Since the late 1950s we have known that the perception of speech is categorical. That is, listeners' perception of speech categories varies non-linearly in response to continuous changes in relevant acoustical quantities. Although there has been a large amount of research investigating this phenomena over the last half century, very little is known about how this perceptual behaviour is represented neurologically. One hypothesis is that this nonlinearity is represented directly as a place-code in auditory cortex. Like other sensory fields, the spatial organization of auditory processing centres is non-arbitrary, and the spatial location of active neural populations seems to covary with the frequency of acoustic stimuli. We hypothesize that this tonotopic map is distorted in the case of speech stimuli. Specifically, if two speech stimuli are from the same phonemic category, they will stimulate relatively near regions of auditory cortex, and if two speech stimuli are from different phonemic categories, they will stimulate relatively distant regions of auditory cortex, even if the acoustic distances are the same across stimulus pairs.

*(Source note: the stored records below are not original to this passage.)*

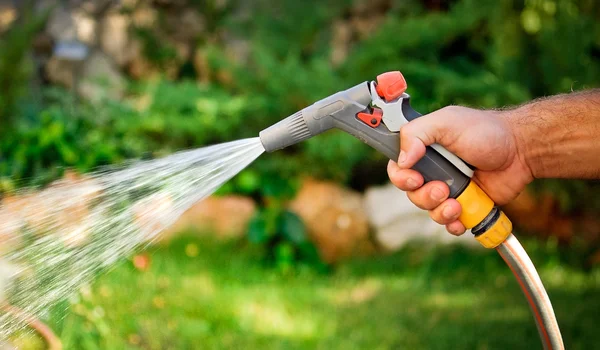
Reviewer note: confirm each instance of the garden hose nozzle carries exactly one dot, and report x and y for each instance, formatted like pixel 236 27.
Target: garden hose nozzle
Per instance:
pixel 374 112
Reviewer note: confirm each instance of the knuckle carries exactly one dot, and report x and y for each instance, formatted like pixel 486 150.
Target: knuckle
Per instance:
pixel 414 197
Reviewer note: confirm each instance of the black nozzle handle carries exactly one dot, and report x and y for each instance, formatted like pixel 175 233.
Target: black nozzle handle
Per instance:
pixel 433 166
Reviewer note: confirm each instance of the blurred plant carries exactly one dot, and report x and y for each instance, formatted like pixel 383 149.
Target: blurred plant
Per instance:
pixel 16 65
pixel 284 238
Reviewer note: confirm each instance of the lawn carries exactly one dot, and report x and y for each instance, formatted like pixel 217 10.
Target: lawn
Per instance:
pixel 197 293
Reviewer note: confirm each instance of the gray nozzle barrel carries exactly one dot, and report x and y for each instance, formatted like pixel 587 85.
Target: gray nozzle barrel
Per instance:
pixel 286 132
pixel 316 118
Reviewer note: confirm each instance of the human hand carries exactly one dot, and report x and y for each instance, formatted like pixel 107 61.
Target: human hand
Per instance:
pixel 485 139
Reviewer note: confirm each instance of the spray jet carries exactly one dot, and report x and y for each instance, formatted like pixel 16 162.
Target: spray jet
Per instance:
pixel 374 112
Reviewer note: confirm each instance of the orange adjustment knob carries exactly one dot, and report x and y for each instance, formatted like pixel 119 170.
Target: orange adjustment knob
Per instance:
pixel 390 85
pixel 373 120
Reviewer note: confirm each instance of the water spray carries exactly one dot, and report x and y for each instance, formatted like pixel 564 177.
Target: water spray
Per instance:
pixel 374 112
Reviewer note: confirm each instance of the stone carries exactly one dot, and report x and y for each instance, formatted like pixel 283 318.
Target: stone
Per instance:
pixel 100 79
pixel 237 49
pixel 226 217
pixel 185 26
pixel 86 28
pixel 60 72
pixel 397 221
pixel 334 216
pixel 115 40
pixel 61 25
pixel 540 214
pixel 144 17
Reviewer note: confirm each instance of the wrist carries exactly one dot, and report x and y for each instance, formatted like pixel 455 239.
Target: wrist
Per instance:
pixel 526 156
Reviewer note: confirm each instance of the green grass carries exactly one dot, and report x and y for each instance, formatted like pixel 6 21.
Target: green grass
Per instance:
pixel 224 297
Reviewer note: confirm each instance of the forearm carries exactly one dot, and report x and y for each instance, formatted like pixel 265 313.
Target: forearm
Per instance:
pixel 559 137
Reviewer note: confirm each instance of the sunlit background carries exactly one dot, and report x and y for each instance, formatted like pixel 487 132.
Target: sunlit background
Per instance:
pixel 309 247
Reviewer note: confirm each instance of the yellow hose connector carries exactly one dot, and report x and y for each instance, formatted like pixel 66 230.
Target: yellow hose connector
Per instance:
pixel 496 234
pixel 476 205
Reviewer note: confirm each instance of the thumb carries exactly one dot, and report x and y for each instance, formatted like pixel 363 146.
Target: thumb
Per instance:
pixel 421 132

This talk presents an MEG study which is currently in progress, and which tests this hypothesis. An equally-spaced acoustic continuum from /sh/ to /s/ was constructed, and presented to subjects during MEG scanning. Equivalent Current Dipole fitting will be used to localize the neural response to each stimulus. This will allow us to test whether equal distances in acoustic space correspond to equal distances in cortical space. If our hypothesis is correct, we would predict that two different speech signals within a category would correspond to a smaller spatial distance in cortex than two equally spaced speech signals which straddle a category boundary.

Since this is a work in progress, the talk will focus on the experimental design, methods as well as a discussion of categorical perception and sensory cortical maps in general.